記事詳細

【経済快説】SDGs・ESGへの投資は儲かるのか? 「意識高い系」の優等生より「これから」の劣等生のほうが有望 (1/2ページ)

 「SDGs」「ESG」といった言葉が投資の世界で広く流通している。

 「SDGs」はサステイナブル・デベロップメント・ゴールズの略語で、持続可能な開発成長を標榜(ひょうぼう)する言葉だ。「ESG」は、環境・社会性・ガバナンス(企業統治)を意味する言葉で、環境問題への取り組みや企業の社会的倫理、企業統治を指す。両者は厳密に同じ意味ではないが、投資家に対して両概念に合致する企業に投資することが推奨されている。

 SDGsやESGの観点で優れている企業に投資することは高収益につながるのだろうか。

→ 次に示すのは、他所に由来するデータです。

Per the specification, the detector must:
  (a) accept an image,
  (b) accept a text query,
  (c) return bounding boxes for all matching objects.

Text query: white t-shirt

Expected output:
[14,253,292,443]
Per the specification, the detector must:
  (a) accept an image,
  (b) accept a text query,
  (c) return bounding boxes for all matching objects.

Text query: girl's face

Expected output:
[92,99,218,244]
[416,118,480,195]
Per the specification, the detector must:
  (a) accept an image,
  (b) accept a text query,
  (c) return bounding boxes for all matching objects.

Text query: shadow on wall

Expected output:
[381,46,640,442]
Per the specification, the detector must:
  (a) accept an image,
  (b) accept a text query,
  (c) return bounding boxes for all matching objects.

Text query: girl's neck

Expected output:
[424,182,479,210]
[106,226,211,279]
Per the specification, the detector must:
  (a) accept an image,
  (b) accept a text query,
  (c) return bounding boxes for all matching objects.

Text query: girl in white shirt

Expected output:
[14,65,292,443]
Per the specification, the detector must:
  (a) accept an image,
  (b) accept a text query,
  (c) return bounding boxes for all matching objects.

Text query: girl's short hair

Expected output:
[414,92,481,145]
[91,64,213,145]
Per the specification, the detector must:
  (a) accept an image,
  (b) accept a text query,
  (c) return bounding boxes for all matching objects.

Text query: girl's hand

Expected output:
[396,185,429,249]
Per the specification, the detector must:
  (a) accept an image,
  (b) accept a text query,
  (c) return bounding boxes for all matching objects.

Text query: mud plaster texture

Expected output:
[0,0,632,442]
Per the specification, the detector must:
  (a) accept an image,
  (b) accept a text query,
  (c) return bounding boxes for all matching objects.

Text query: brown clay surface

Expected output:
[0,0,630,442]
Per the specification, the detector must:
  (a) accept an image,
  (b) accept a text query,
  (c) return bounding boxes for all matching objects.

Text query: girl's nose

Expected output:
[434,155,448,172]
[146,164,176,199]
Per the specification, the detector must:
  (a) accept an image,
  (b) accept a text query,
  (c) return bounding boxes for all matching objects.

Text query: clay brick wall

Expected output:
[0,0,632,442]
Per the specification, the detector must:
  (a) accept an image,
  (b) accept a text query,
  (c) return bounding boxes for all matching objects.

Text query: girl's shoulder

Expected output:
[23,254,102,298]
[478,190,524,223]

 環境を例に取ると、企業が自社の将来の環境問題対策に早めに投資することは、将来のコストの節約とともに、環境問題のリスクを軽減することが期待され、加えて企業の対外的イメージを改善する効果を持つ。早いほどいいかどうかは分からないが、一定のメリットがあると期待できそうだ。

 では、環境問題などに熱心な企業の株式を持つと収益につながるのか。

 こうした企業への投資が有利なリターンを生むのは、SDGsやESGに対する投資の効果が過小評価されていて、その評価が将来改まると期待される場合だ。個々の企業のSDGs・ESGへの対策が資本市場で現在どう評価されているのか正確には分からないが、評価に全く反映していないとは考えにくい。

 そう考えると、SDGsやESGに積極的な「意識高い系」の会社はそれなりに、その効果が評価されていて、そうではない企業は企業価値を低く評価されているのだろうと推測できる。